{Nigeria’s President Goodluck Jonathan has accused ex-leader Olusegun Obasanjo of threatening “national security” by whipping up opposition to his rule. }
Mr Obasanjo had “set the stage for subversion” after making false claims of assassination plots and “high corruption” in government, he said.
Mr Jonathan was responding for the first time to a letter Mr Obasanjo wrote to him earlier this month.
He had called on the president not to seek re-election in 2015.
The public spat between the two men shows the deep divisions that have engulfed the governing People’s Democratic Party (PDP), amid fears that it could lose the election under Mr Jonathan’s leadership, correspondents say.
Last week, Mr Jonathan lost his majority in the lower chamber, the House of Representatives, after 37 PDP MPs defected to the opposition All Progressives Congress (APC) party.
A powerful faction of state governors have also crossed over to the APC, leaving the PDP with fewer governors than the opposition.
‘Grave injustice’
In a rebuttal letter to Mr Obasanjo, Mr Jonathan said his government had taken effective steps to tackle the myriad problems that it inherited when it took office in 2010 – including corruption, oil theft, kidnappings, armed robberies and an Islamist-led insurgency.

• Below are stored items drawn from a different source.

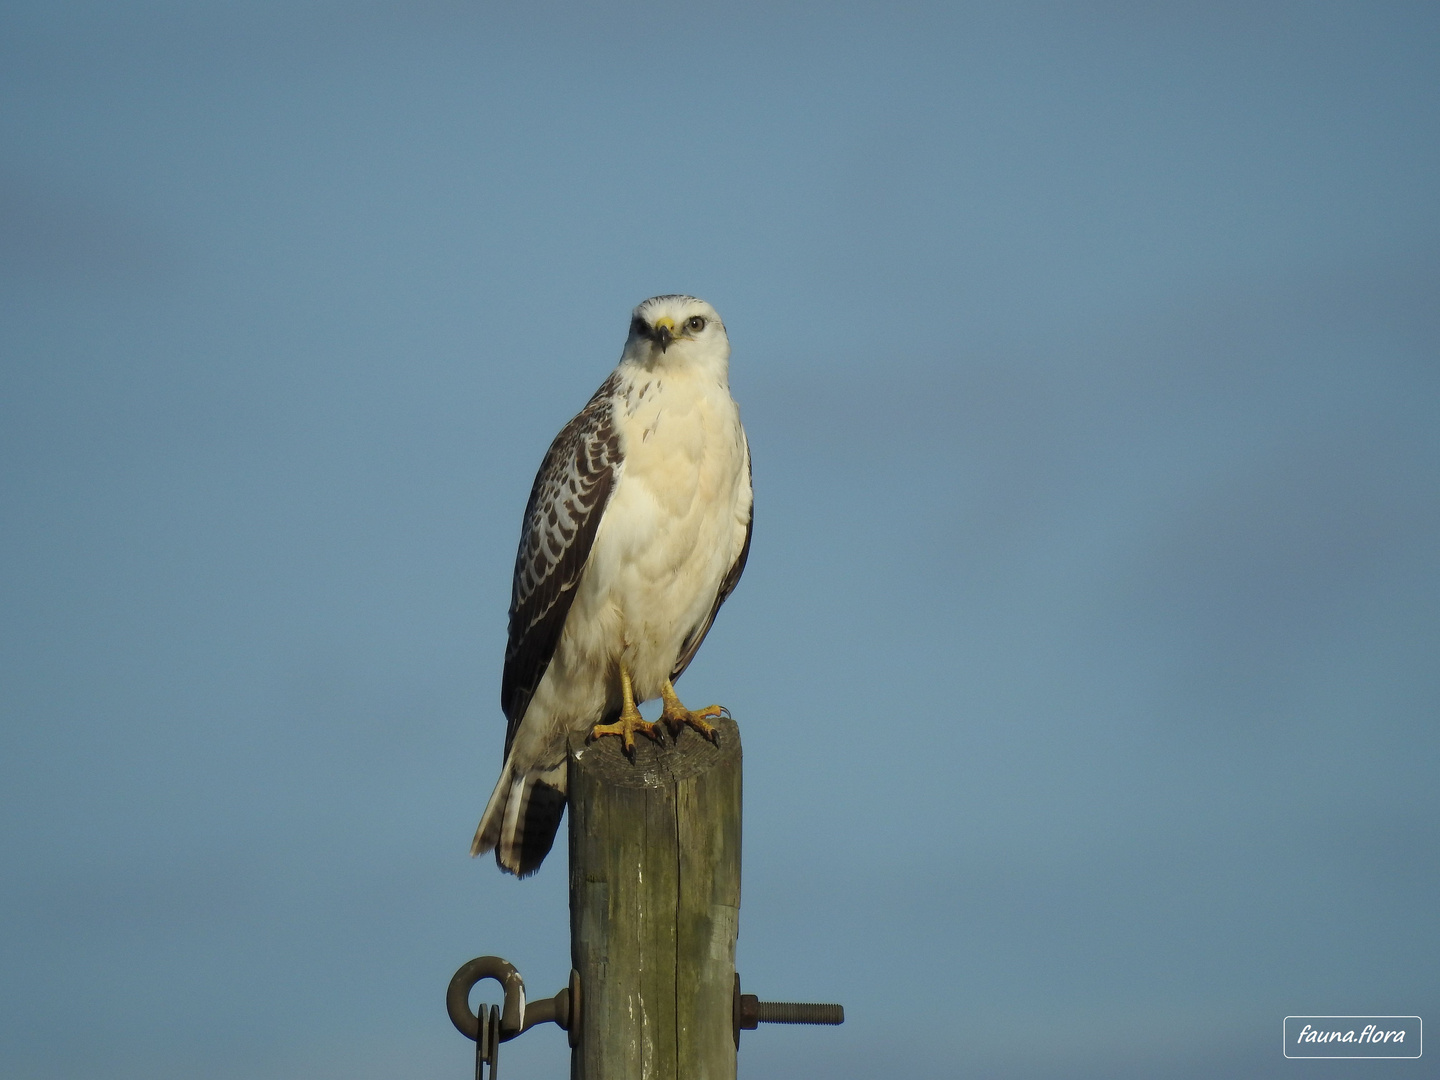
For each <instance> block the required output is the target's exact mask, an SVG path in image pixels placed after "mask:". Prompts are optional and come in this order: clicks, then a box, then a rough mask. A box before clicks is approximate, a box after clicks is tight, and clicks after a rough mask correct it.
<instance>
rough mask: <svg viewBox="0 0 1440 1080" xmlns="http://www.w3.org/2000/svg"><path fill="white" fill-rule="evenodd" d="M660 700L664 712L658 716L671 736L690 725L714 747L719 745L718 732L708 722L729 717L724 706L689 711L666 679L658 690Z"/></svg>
mask: <svg viewBox="0 0 1440 1080" xmlns="http://www.w3.org/2000/svg"><path fill="white" fill-rule="evenodd" d="M660 700H661V701H664V703H665V711H664V713H661V714H660V719H661V720H664V721H665V727H668V729H670V733H671V736H677V734H680V729H681V727H684V726H685V724H690V726H691V727H694V729H696V730H697V732H700V734H703V736H704V737H706V739H708V740H710V742H711V743H714V744H716V746H719V744H720V732H717V730H716V726H714V724H711V723H710V721H711V720H717V719H719V717H721V716H730V713H729V710H726V708H724V706H706V707H704V708H697V710H694V711H691V710H688V708H685V707H684V706H683V704H681V703H680V697H678V696H677V694H675V684H674V683H671V681H670V680H668V678H667V680H665V685H662V687H661V688H660Z"/></svg>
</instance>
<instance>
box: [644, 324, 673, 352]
mask: <svg viewBox="0 0 1440 1080" xmlns="http://www.w3.org/2000/svg"><path fill="white" fill-rule="evenodd" d="M649 340H651V341H654V343H655V344H657V346H660V351H661V353H664V351H665V350H667V348H670V343H671V341H674V340H675V323H674V320H672V318H671V317H670V315H661V317H660V318H657V320H655V325H652V327H651V328H649Z"/></svg>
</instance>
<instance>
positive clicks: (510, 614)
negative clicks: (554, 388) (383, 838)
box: [500, 374, 621, 757]
mask: <svg viewBox="0 0 1440 1080" xmlns="http://www.w3.org/2000/svg"><path fill="white" fill-rule="evenodd" d="M616 384H618V380H616V377H615V376H613V374H612V376H611V377H609V379H606V380H605V383H603V384H602V386H600V389H599V390H596V392H595V396H593V397H590V402H589V405H586V406H585V408H583V409H582V410H580V412H579V415H577V416H576V418H575V419H573V420H570V422H569V423H567V425H564V429H563V431H562V432H560V433H559V435H556V436H554V442H552V444H550V449H549V451H547V452H546V455H544V461H543V462H540V471H539V472H537V474H536V482H534V487H531V488H530V501H528V503H527V504H526V520H524V526H523V527H521V531H520V550H518V552H517V553H516V576H514V583H513V586H511V592H510V639H508V641H507V642H505V670H504V674H503V675H501V680H500V707H501V708H504V710H505V719H507V720H508V721H510V723H508V724H507V726H505V756H507V757H508V756H510V744H511V743H513V742H514V739H516V729H517V727H520V720H521V717H524V714H526V708H528V707H530V698H531V697H533V696H534V693H536V687H539V685H540V680H541V678H544V672H546V668H547V667H550V658H552V657H553V655H554V649H556V645H557V644H559V642H560V632H562V631H563V629H564V616H566V615H569V612H570V605H572V603H573V602H575V588H576V585H579V583H580V573H582V572H583V570H585V562H586V560H588V559H589V557H590V547H592V546H593V544H595V530H596V528H599V526H600V517H602V516H603V513H605V504H606V503H608V501H609V497H611V488H612V487H613V482H615V471H616V469H618V468H619V464H621V444H619V435H618V432H616V431H615V423H613V416H612V410H611V399H612V396H613V393H615V387H616Z"/></svg>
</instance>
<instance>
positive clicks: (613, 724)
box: [586, 664, 660, 762]
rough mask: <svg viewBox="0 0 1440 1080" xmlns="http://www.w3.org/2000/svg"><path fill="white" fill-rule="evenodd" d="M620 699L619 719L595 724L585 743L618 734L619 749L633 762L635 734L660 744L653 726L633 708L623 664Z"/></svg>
mask: <svg viewBox="0 0 1440 1080" xmlns="http://www.w3.org/2000/svg"><path fill="white" fill-rule="evenodd" d="M621 698H624V704H622V706H621V719H619V720H618V721H616V723H613V724H596V726H595V727H592V729H590V737H589V739H586V742H593V740H595V739H599V737H600V736H602V734H618V736H619V737H621V749H622V750H624V752H625V756H626V757H629V759H631V760H632V762H634V760H635V733H636V732H639V733H641V734H642V736H645V737H647V739H654V740H655V742H660V734H658V733H657V732H655V724H652V723H649V720H647V719H645V717H642V716H641V714H639V710H638V708H636V707H635V688H634V687H632V685H631V681H629V671H626V670H625V664H621Z"/></svg>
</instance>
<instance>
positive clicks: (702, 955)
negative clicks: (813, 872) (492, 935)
mask: <svg viewBox="0 0 1440 1080" xmlns="http://www.w3.org/2000/svg"><path fill="white" fill-rule="evenodd" d="M719 730H720V746H719V747H717V746H711V744H710V743H708V742H706V740H704V739H703V737H701V736H700V734H697V733H696V732H693V730H690V729H685V730H683V732H681V734H680V737H678V740H672V739H667V740H665V743H664V744H661V746H657V744H655V743H651V742H649V740H647V739H644V737H641V739H638V740H636V747H635V763H634V765H632V763H631V762H629V760H628V759H626V757H625V756H624V755H622V753H621V749H619V739H611V737H605V739H599V740H596V742H593V743H586V742H585V736H583V734H575V736H572V737H570V760H569V798H570V956H572V963H573V966H575V969H576V971H577V972H579V973H580V1031H579V1038H580V1044H579V1047H576V1050H575V1051H573V1054H572V1058H570V1076H572V1080H642V1079H644V1080H734V1074H736V1071H734V1070H736V1047H734V1028H733V1018H732V1005H733V995H734V939H736V932H737V929H739V917H740V730H739V729H737V727H736V724H734V721H733V720H729V719H724V720H721V721H720V724H719Z"/></svg>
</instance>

“It is very regrettable that in your letter, you seem to place sole responsibility for the ongoing intrigues and tensions in the PDP at my doorstep, and going on from that position, you direct all your appeals for a resolution at me,” Mr Jonathan said.
The president said Mr Obasanjo had accused him of putting more than 1,000 Nigerians on a “political watch list, and that I am training snipers and other militia to assassinate people”.
Such allegations were “unconscionable and untrue” but he had asked the security agencies and National Human Rights Commission to investigate them, he said.